In [None]:
from datetime import datetime
import sys; sys.path.append('..')

import matplotlib.pyplot as plt
import torch
from torch import nn, optim
from torch.utils.tensorboard import SummaryWriter
from tqdm import tqdm

from lib.data.santa_fe import load_santa_fe
from lib.utils.time_series import create_time_series_inputs_targets

# 3. Time-Series Prediction with a Long Short-Term Memory Network

Long Short Term Memory networks, usually just called "LSTMs", are a special kind of RNN, capable of learning long-term dependencies ([Hochreiter and Schmidhuber, 1997](https://www.nichenjie.com/mdres/posts/2018/lstm/2604.pdf)). Wheras the MLP-based recurrent model we discussed in the previous notebook takes in an entire (fixed-size) time series as input, an LSTM takes in the time series data points *one at a time*. For each data point, the LSTM cell produces two outputs: a hidden state $h_t$ and a cell state $c_t$. The hidden state and the cell state correspond to short-term and long-term memory, respectively. Apart from the time-series data point $x_t$, an LSTM cell takes two other inputs: the previous hidden state $h_{t-1}$ and the previous cell state $c_{t-1}$.

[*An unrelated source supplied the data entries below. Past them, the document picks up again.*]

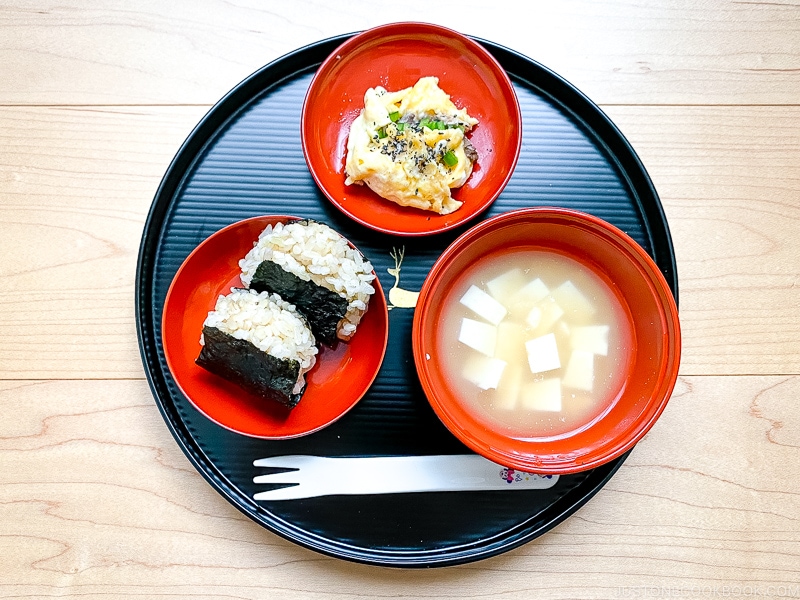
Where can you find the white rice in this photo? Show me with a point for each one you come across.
(314, 252)
(269, 323)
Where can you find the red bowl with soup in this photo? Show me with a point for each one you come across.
(547, 340)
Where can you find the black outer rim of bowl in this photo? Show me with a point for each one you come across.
(293, 64)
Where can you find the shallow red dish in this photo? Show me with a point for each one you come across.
(631, 274)
(395, 56)
(335, 384)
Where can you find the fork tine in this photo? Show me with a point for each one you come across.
(284, 462)
(286, 477)
(287, 493)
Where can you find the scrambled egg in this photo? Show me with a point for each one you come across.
(410, 147)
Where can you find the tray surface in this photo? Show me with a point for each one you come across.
(245, 159)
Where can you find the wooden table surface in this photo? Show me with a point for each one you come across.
(96, 498)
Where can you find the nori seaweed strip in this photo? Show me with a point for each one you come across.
(320, 306)
(252, 369)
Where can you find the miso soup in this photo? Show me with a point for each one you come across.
(535, 343)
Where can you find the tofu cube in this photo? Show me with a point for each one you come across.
(543, 353)
(506, 396)
(504, 286)
(483, 371)
(591, 338)
(478, 335)
(483, 305)
(511, 343)
(579, 373)
(544, 395)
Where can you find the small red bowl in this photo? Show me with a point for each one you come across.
(338, 380)
(650, 320)
(395, 56)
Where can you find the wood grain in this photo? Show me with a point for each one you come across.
(96, 500)
(183, 52)
(82, 180)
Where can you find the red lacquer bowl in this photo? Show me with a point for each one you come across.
(395, 56)
(336, 383)
(652, 319)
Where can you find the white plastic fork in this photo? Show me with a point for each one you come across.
(324, 476)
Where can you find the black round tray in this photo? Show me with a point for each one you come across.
(245, 159)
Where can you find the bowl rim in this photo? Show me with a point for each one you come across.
(556, 463)
(478, 49)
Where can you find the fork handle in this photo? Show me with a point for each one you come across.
(395, 474)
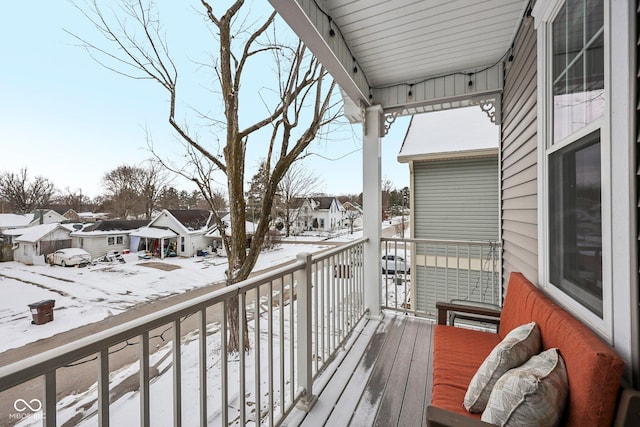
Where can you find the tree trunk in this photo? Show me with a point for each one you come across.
(233, 319)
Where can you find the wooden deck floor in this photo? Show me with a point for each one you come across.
(383, 378)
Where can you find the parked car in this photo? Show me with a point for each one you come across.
(112, 257)
(69, 256)
(394, 263)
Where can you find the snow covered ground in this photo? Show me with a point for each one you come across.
(90, 294)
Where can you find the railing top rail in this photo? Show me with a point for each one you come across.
(39, 364)
(436, 241)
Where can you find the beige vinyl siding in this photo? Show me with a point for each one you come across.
(519, 159)
(454, 199)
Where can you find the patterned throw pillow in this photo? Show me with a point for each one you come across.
(533, 394)
(515, 349)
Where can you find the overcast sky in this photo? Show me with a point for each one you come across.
(65, 117)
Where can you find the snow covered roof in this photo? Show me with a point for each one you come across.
(37, 232)
(249, 226)
(153, 233)
(449, 133)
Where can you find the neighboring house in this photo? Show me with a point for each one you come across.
(190, 227)
(46, 216)
(9, 221)
(302, 217)
(328, 213)
(33, 246)
(104, 236)
(217, 243)
(352, 214)
(455, 196)
(321, 213)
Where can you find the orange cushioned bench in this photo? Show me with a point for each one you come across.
(593, 369)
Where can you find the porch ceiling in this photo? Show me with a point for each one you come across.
(407, 54)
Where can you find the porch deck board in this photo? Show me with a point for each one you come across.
(384, 379)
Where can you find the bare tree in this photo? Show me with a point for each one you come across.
(297, 182)
(298, 105)
(387, 186)
(24, 194)
(121, 187)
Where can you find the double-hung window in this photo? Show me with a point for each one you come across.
(574, 154)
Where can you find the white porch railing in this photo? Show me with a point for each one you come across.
(298, 316)
(440, 270)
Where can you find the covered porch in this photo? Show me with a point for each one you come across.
(362, 364)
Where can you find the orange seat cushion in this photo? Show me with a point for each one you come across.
(457, 354)
(593, 368)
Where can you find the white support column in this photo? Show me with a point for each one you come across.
(372, 206)
(305, 333)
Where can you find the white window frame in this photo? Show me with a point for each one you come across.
(544, 12)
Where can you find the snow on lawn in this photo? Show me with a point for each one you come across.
(90, 294)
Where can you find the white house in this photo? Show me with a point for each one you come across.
(217, 243)
(322, 213)
(46, 216)
(560, 80)
(190, 228)
(104, 236)
(9, 221)
(38, 241)
(454, 180)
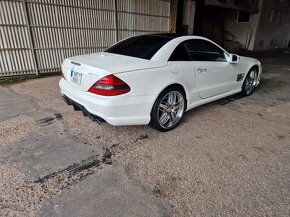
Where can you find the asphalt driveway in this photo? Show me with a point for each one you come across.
(227, 158)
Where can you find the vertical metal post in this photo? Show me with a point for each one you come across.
(31, 40)
(116, 19)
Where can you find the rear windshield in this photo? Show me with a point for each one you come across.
(140, 46)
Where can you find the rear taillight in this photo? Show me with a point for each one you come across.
(110, 86)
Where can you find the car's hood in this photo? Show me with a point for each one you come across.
(115, 63)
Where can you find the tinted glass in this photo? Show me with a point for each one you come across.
(140, 46)
(201, 50)
(179, 54)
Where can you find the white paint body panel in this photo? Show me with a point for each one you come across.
(147, 79)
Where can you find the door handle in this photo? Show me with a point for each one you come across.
(200, 70)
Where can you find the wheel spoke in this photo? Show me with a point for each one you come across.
(171, 99)
(170, 109)
(164, 118)
(163, 107)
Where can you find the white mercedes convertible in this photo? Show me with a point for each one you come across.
(154, 79)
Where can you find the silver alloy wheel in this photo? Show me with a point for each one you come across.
(251, 81)
(170, 109)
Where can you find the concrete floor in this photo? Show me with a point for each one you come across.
(227, 158)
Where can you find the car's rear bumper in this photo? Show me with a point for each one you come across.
(116, 110)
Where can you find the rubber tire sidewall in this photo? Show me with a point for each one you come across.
(154, 123)
(244, 92)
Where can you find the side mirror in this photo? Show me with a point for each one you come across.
(234, 58)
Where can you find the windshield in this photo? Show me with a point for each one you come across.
(139, 46)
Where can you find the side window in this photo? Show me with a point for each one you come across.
(179, 54)
(202, 50)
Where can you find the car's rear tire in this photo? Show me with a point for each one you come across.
(168, 109)
(250, 82)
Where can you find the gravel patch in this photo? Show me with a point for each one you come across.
(14, 129)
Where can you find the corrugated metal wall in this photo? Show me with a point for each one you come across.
(36, 35)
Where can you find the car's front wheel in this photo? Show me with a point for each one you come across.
(168, 109)
(250, 82)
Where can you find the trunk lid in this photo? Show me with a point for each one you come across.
(83, 71)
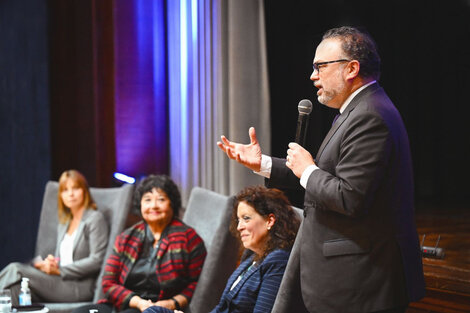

The hidden state $h_t$ produced by the LSTM can be interpreted as a vector-representation of the predicted data point at the next time instant. In our implementation below, we will project $h_t$ onto a single scalar, which will then be the predicted data point itself.

As you can see in the figure below, the LSTM cell modifies the previous cell state and hidden state. This happens via a *gating* mechanism. Based on the previous hidden state $h_{t-1}$ and the current data point $x_t$, the LSTM cell computes three *gating vectors* (the outputs of each $\sigma$ operation) that contain elements between 0 and 1. When element-wise multiplying such a gating vector with another vector, each element of the gating vector acts as a little *gate* that allows data of the other vector to (partially) pass through or not. A zero blocks the data, a one lets the data through.

For example, the *cell gate* is the gate produced by the $\sigma$ operation at the left-hand side of the figure. It chooses which elements of the previous cell state $c_{t-1}$ will be kept and which will be removed. The *input gate* (second from the left) chooses which information will be added to the new cell state, while the *output gate* (right-hand side $\sigma$) chooses which information of the new cell state $c_t$ (after applying $\tanh$) to use for $h_t$.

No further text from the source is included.